Chicago International Film Festival 2012 | CIFF reviews
We review 60 titles in our definitive guide to week one.
Thursday 11 | Friday 12 | Saturday 13 | Sunday 14 | Monday 15 | Tuesday 16 | Wednesday 17 | Thursday 18 | Friday 19 | Saturday 20 | Sunday 21 | Monday 22 | Tuesday 23 | Wednesday 24 | Thursday 25
All screenings take place at the AMC River East 21 (322 E Illinois St) unless otherwise noted.
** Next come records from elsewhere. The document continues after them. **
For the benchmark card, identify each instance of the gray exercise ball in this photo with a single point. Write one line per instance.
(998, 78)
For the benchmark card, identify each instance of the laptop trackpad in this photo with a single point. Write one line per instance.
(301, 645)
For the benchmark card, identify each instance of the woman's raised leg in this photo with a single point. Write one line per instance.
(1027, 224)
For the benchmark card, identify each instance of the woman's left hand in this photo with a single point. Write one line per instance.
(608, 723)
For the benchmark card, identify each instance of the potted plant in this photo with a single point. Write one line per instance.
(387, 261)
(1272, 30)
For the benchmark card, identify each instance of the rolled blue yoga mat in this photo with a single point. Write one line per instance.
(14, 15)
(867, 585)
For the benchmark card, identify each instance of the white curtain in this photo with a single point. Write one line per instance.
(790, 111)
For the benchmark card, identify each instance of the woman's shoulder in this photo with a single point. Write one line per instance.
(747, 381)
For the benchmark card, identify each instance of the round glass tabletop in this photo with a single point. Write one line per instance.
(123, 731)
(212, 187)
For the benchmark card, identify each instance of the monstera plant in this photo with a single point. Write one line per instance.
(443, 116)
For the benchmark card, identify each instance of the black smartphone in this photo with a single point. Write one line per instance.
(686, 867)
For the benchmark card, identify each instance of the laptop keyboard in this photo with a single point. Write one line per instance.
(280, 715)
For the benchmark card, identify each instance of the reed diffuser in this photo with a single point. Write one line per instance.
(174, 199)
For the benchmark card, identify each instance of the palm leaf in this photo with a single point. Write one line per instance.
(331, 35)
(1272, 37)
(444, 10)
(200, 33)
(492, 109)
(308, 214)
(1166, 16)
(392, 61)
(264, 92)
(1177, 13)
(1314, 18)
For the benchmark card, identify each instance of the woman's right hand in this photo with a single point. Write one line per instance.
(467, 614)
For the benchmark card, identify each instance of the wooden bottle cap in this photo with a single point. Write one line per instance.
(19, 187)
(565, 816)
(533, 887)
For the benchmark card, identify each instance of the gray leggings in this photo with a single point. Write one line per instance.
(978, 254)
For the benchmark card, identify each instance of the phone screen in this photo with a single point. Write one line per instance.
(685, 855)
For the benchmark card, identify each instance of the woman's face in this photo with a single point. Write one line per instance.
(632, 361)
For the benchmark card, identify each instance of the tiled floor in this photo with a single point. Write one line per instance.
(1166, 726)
For advance tickets, call 312-332-FILM, go to ticketmaster.com/chicagofilmfestival or stop by the festival office (30 E Adams St, suite 800). For passes, go to chicagofilmfestival.com.
* Recommended titles
Saturday 13
12:30pm Liv & Ingmar Dir. Dheeraj Akolkar. 2012. 75mins. Norway/U.K./India. Adopting Liv Ullmann’s POV, Akolkar takes a collage-style look at one of the most important actor-director collaborations in cinema. Not available for review.
12:45pm Bad Seeds Dir. Safy Nebbou. 2012. 95mins. Luxembourg/Belgium. Two teens kidnap a schoolteacher—which sounds like a Kevin Williamson premise, but it’s from a novel by the guys who wrote the sources for Diabolique and Vertigo. Not available for review.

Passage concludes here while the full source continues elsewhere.